Brasileiros têm direito a atendimento médico gratuito em sete países


Os brasileiros que contribuem para a Previdência Social, além de seus dependentes, têm direito a atendimento médico gratuito na Itália, em Portugal, no Chile, na Grécia e em Cabo Verde. O dado mais recente disponível no Ministério do Turismo aponta que mais de 770 mil viajaram para os três primeiros países em 2010. Na Argentina e no Uruguai nem é preciso ser segurado do INSS para ter o benefício. O seguro-viagem, que muitas vezes é comprado com a passagem, traz outras coberturas. Logo não é possível mensurar quanto o turista poderia economizar.

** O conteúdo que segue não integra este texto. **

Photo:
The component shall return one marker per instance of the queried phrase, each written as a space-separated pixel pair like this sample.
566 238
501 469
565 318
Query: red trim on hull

"O mais simples inclui morte, invalidez por acidente e perda de bagagem", afirma Alexandre Penner, gerente da Federação Nacional de Previdência Privada e Vida (Fenaprevi). De acordo com Edmar Bull, vice-presidente da Associação Brasileira de Agências de Viagens, "quase 100% dos pacotes das operadoras já incluem a assistência-viagem". Para quem quiser "apenas" ter assistência farmacêutica, odontológica, ambulatorial e hospitalar na rede pública nesses cinco países, é preciso obter o Certificado de Direito à Assistência Médica (Cdam), emitido gratuitamente pelo Ministério da Saúde, com a apresentação do passaporte e de comprovantes de contribuição ao INSS, entre outros documentos.
QUEDA
No ano passado, o órgão emitiu 13.895 certificados, número 27,1% menor do que o registrado em 2010. São Paulo, Rio de Janeiro, Minas Gerais, Pernambuco e Rio Grande do Sul lideraram as solicitações. Um dos motivos da queda nessa comparação foi a saída da Espanha, em junho passado, da lista de países que têm acordo com o Brasil. O número não é maior porque os visitantes são atendidos na rede pública brasileira sem nenhuma exigência. "Os estrangeiros já têm acesso a todo o sistema de saúde pública", afirma Adalberto Fulgêncio, diretor do Departamento Nacional de Auditoria do SUS (Denasus), órgão responsável pela emissão dos certificados.
O Chile também contribuiu para a retração, já que suspendeu o atendimento na erupção do vulcão Puyehue. Com o fim da exigência de emissão do Cdam para ser atendido nos vizinhos Argentina e Uruguai no ano passado, os números desses países também diminuíram. Segundo Fulgêncio, a validade do documento varia "de acordo com a necessidade do viajante", mas tem prazo máximo de um ano, com possibilidade de renovação. Maiores informações podem ser obtidas no site do Ministério da Saúde – www.saude.org.br ou pelo /disque Saúde - 136.